A Yonder Whitepaper series

The first priority: understanding reality

Low financial resilience is a key driver of vulnerability. In May 2022, the FCA reported 12.9 million UK adults as lacking in financial resilience on account of low or erratic wages, little to no savings, or high debt – an increase on the reported 10.7 million in February 2020 that has served to drive the overall proportion of UK adults with characteristics of ‘vulnerability’ up from 24 to 25 million. Of this number, 7.8 million (15%) said they are heavily burdened by their domestic bills and credit commitments.

Vulnerable audiences

A further survey conducted between February and June 2022 found that one in four UK adults are in financial difficulty, or would quickly find themselves facing difficulties if exposed to financial shock.
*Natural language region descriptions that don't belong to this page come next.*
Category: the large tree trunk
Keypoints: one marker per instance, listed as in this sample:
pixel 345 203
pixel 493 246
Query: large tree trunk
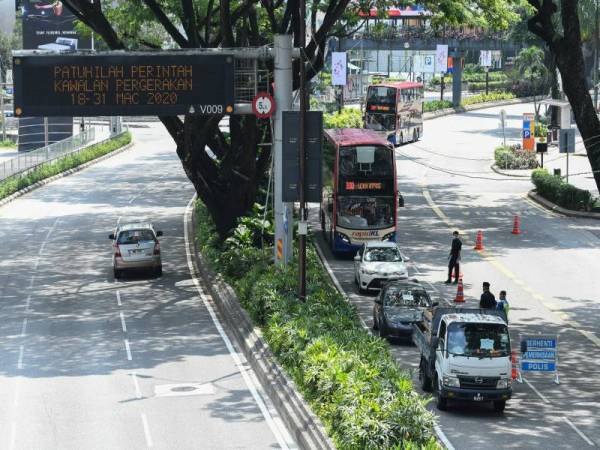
pixel 568 54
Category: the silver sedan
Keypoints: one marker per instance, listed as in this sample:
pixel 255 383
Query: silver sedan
pixel 135 246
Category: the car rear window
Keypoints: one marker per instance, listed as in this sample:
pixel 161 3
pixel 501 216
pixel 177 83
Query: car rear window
pixel 135 236
pixel 407 297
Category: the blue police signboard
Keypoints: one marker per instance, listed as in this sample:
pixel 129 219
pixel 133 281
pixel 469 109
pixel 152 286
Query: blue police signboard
pixel 540 354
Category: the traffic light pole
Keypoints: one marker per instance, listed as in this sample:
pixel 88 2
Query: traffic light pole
pixel 284 220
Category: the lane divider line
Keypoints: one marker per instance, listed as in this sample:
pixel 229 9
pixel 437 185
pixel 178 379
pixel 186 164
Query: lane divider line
pixel 128 349
pixel 147 434
pixel 20 361
pixel 123 325
pixel 24 327
pixel 13 435
pixel 138 392
pixel 579 432
pixel 443 437
pixel 533 388
pixel 280 434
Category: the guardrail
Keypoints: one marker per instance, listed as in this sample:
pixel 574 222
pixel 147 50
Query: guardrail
pixel 29 160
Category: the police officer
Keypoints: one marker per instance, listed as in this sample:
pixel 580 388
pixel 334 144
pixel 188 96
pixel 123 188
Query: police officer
pixel 487 300
pixel 454 258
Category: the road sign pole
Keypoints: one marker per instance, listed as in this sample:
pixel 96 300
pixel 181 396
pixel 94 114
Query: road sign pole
pixel 283 100
pixel 301 142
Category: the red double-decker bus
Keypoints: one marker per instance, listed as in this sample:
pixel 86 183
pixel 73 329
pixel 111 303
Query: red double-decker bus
pixel 396 111
pixel 360 195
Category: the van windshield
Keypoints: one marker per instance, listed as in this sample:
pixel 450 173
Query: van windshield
pixel 483 340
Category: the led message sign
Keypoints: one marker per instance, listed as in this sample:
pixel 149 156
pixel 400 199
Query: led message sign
pixel 123 84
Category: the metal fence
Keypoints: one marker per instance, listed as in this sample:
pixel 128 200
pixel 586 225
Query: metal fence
pixel 29 160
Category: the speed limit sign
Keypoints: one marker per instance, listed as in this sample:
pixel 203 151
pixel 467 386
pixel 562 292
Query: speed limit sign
pixel 263 105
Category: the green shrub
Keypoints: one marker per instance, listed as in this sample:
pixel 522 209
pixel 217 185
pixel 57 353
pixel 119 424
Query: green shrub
pixel 491 97
pixel 347 118
pixel 436 105
pixel 514 157
pixel 348 376
pixel 15 183
pixel 556 190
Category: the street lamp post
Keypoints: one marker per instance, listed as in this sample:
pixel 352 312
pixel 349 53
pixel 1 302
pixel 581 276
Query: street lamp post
pixel 596 37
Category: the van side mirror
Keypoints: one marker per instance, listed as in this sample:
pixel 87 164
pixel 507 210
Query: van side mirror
pixel 400 201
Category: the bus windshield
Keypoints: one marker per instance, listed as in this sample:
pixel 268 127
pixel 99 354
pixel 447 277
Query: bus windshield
pixel 365 213
pixel 381 95
pixel 478 340
pixel 366 161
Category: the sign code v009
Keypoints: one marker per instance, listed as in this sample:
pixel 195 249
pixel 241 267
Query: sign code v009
pixel 123 84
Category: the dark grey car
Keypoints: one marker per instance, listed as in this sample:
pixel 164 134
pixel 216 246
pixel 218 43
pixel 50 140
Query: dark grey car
pixel 398 306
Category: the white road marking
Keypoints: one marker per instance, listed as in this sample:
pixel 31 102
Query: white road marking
pixel 579 432
pixel 13 435
pixel 123 325
pixel 443 437
pixel 149 442
pixel 138 392
pixel 20 361
pixel 279 431
pixel 540 395
pixel 127 349
pixel 16 399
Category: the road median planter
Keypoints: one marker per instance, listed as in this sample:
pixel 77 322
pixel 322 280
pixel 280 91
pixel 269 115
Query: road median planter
pixel 347 376
pixel 18 185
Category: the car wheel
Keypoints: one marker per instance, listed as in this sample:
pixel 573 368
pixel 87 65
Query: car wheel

Of those surveyed, 4.2 million reported having missed bill or loan payments at least three times in the sixth months prior to the survey. One report revealed just over a quarter of UK adults (27%) to be struggling with regular payments, while 26% say they’ve experienced heightened mental distress as a result of being chased for missed payments. Further to this, research undertaken by the vulnerability registration service tells us a third of UK adults who were already vulnerable are less likely to make financial decisions due to worsening mental health

What’s more, these results don’t differ much by region, with only marginally higher proportions reportedly worse off in the North East and North West compared to the South East and South West. When layered with 2021 census data for England and Wales that shows a 2.2% increase in those aged over 65 plus a 6% increase in household deprivation.